And there we go. Chuck’s greatest hit. His way of erasing my calling as a nurse.
The one I discovered after being on the other side of the hospital bed.
Believing I could show ER patients they’re still people, not just another chart.
At least his assessment doesn’t sting as much anymore.
It’s a faded bruise on the heart that only makes you go “ouch” when you poke it.
And Chuck’s second specialty, after Emergency Medicine, is How to Make Eve Feel Like Shit.
He earned three PhDs on the subject during our marriage.
I can picture him running a hand through that expensive McDreamy haircut. “You were always broken and even I couldn’t fix you.”
This time, when I hang up on him again, it works.
Nope. It doesn’t.
Bluetooth: 3. Eve: 0.
Blanche snorts.
“Is that my girl I hear?” Chuck says, smug as ever, protein shaker clinking in the background. “How are my dogs? You’ve had your credentials back for three months…what else are you doing except spoiling them rotten?”
“The dogs you never walked are fine,” I snap, glancing in the rearview mirror. Dorothy’s licking Blanche’s ear, and Blanche shoots me a side-eye. And he doesn’t get to know that I do, indeed, have a job. Starting tomorrow. In the middle of nowhere, apparently.

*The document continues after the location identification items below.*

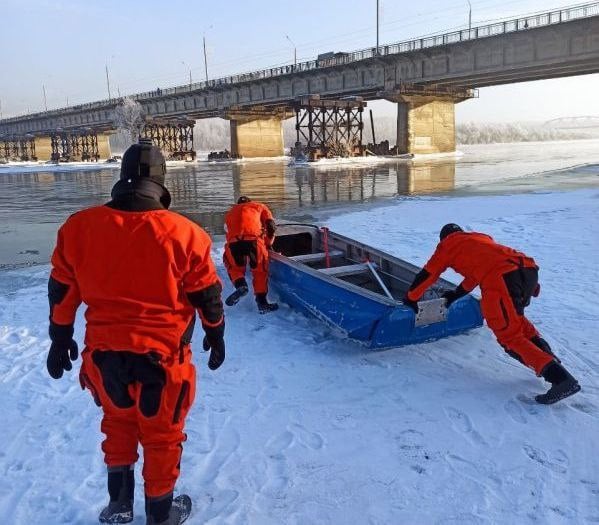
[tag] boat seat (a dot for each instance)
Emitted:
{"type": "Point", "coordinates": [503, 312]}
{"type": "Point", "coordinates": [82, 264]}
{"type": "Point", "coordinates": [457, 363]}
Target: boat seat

“My lawyers advise me I have options,” he continues, with enough of an edge that I know it’s a threat. “If you don’t get me my ornament before Christmas, I’ll sue. Got it? Happy holidays, sweetheart.”
And, of course, when he hangs up, it works.
Ugh!
When I met him, I was Jennie’s age. He was older, confident—the kind of man who walks into rooms knowing he is the smartest person there. He became my friend. Supportive. Sweet. So sure about us. Waited for me to be ready to date after The One We Don’t Talk About, wooed me.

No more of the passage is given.